The former Diana Mitford, who was held in prison for fascist sympathies in World War II, had a friendship with Winston Churchill. She and her husband were allowed in Holloway’s cottage, where other prisoners served as domestic staff. According to legend, Sir Oswald made the female prisoners mad by letting them sunbathe while removing their clothes. This caused a lot of controversy.
When Styllou, a Greek Cypriot woman, was sentenced to death for hitting her daughter in law across the head with her shovel and killing her, there wasn’t much outrage.
This was far from the ideal crime, considering that it took place in their shared home. Christofi was unable to dispose of her body, as she attempted to douse it with paraffin and set it on fire in an attempt to cremate.
The whole house was set ablaze and she discovered the corpse, which had been burned to the ground, in December 1954. She took the scaffold to Holloway seven months before Ruth Ellis, who is the last British woman to be hanged.
She was 28 years old and a mother to two children. After shooting David Blakely four times in front of Magdala Pub, Hampstead, North London, she was found guilty of murder.
Myra Hindley might have suffered a similar fate, Holloway’s most notorious resident. But in November 1965, a month after she and her lover Ian Brady had been arrested for the Moors Murders and while they were awaiting trial, the carrying out of the death penalty was halted, ahead of its abolition in 1969 — partly owing to the outcry over the death of Ruth Ellis.

It was not a huge protest when Styllou Christofi, a Greek Cypriot woman, became the fourth woman hanged at Holloway in 1954. She had been convicted for beating her daughter-in law across the head with a shovel.
Although many people would love to see Hindley go, Hindley believed she was not worthy of a sentence. Hindley made one of Holloway’s most outrageous escape attempts. She was assisted by Pat Cairns (lesbian police warder) who later became her lover.
Although the plan was formulated in 1973, it was only discovered decades later by officials who opened their files. It called for them to leave Britain and flee to Brazil. Brazil had no extradition agreement with Britain.

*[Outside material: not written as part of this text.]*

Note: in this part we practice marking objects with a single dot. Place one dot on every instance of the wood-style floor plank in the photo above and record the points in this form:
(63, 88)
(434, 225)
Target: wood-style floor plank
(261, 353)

They also took passport photos for Hindley who was wearing a wig while posing in the prison chapel.
The original plan was to create metal copies outside. However, the plot was defeated when police discovered that the parcel might have been a bomb. This was at a time in which the IRA was terrorizing the British continent.
Hindley would later be moved to other prisons, ending her days at Suffolk in 2003, but there would be no shortage of other evildoers to take her place — most notably the serial killer Rosemary West, who was convicted of ten murders in 1995. Fred West was Fred West’s husband and he committed suicide while in Winson Green prison in Birmingham.
Although she has been moved many times, Holloway is still a formidable and imposing presence.
Holloway executions are gone. Their remains were long removed from graves on the estate and moved to a Surrey cemetery. However, demolition will not erase this prison’s terrible and dark past.